Alguém com peso político, sem ideologias e com capacidade de negociação. É assim que os representantes dos profissionais de saúde descrevem o perfil que esperam do próximo ministro da Saúde: uma pessoa que conheça o terreno — e que esse terreno não seja apenas a gestão pública ou o setor privado, mas o sistema de saúde como um todo.
Não é que bastonários e responsáveis de sindicatos tenham sido totalmente apanhados de surpresa com a demissão de Marta Temido: estavam convictos de que iria acontecer, só não sabiam quando. O primeiro-ministro António Costa admitiu que a morte de mais uma grávida aos cuidados de um hospital terá sido a gota de água para a demissão anunciada na madrugada desta terça-feira.

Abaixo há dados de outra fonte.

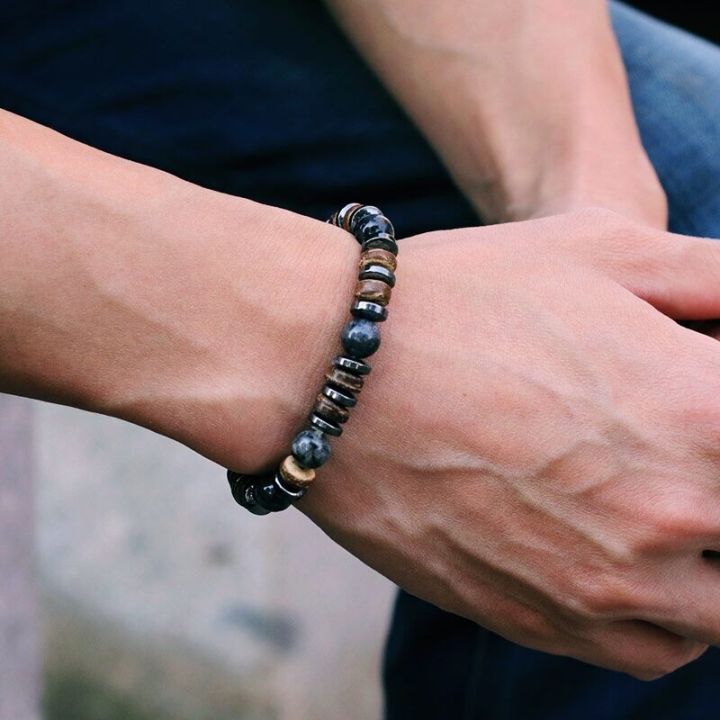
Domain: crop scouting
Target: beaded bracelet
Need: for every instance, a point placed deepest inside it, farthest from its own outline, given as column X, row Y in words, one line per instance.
column 360, row 338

Mas já tinha havido pedidos anteriores da ministra: o primeiro-ministro é que decidiu aceitar a demissão “desta vez”. Só não disse quais foram as outras vezes.
Decisão de Marta Temido não teve só um motivo
Emanuel Boieirio, presidente do Sindicato Nacional dos Enfermeiros, encontra outros dois motivos para a deterioração de Temido na liderança da pasta da saúde: a constituição da direção executiva do SNS e as polémicas em torno das parcerias público-privadas. “Pode ter havido dificuldades na operacionalização do novo estatuto do SNS”, analisou ao Observador: “Se tiver havido um braço de ferro com o primeiro-ministro, só um dos dois poderia vencer”.
Ana Rita Cavaco, bastonária da Ordem dos Enfermeiros, também acredita que a demissão de Marta Temido tem “raízes mais profundas”: “A ministra estava desgastada muito antes da morte desta grávida, porque António Costa não queria substitui-la”. E o bastonário da Ordem dos Médicos completa que todas as crises que Marta Temido carregou entre julho e agosto — desde a falta de médicos para preencher as escalas nos hospitais às mortes em ginecologia e obstetrícia — culminaram na decisão anunciada esta noite.
Grávida morre após transferência de hospital por falta de vaga
Miguel Guimarães não arrisca sugerir nomes para o cargo: essa é a função de António Costa, embora entenda que “a estrutura do Partido Socialista tem um conjunto de pessoas com grande qualidade para o cargo” e que, em última análise, num apontar de culpas sobre as lacunas na gestão de Marta Temido, os dedos devem virar-se para Costa.
Bastonário dos médicos gostaria de alguém do terreno que seja bom gestor de pessoas
Uma coisa é certa para o bastonário da Ordem dos Médicos: se tudo for como o primeiro-ministro antecipou na conferência de imprensa desta tarde — o líder do Executivo disse que não haveria alterações políticas, só possivelmente de “personalidade, de estilo, de energia” — isso só vai “empatar”. “Daqui a um ano teremos ainda mais problemas, daqui a dois ainda mais, até as pessoas terem todas de arranjar outras soluções”, antecipou o médico.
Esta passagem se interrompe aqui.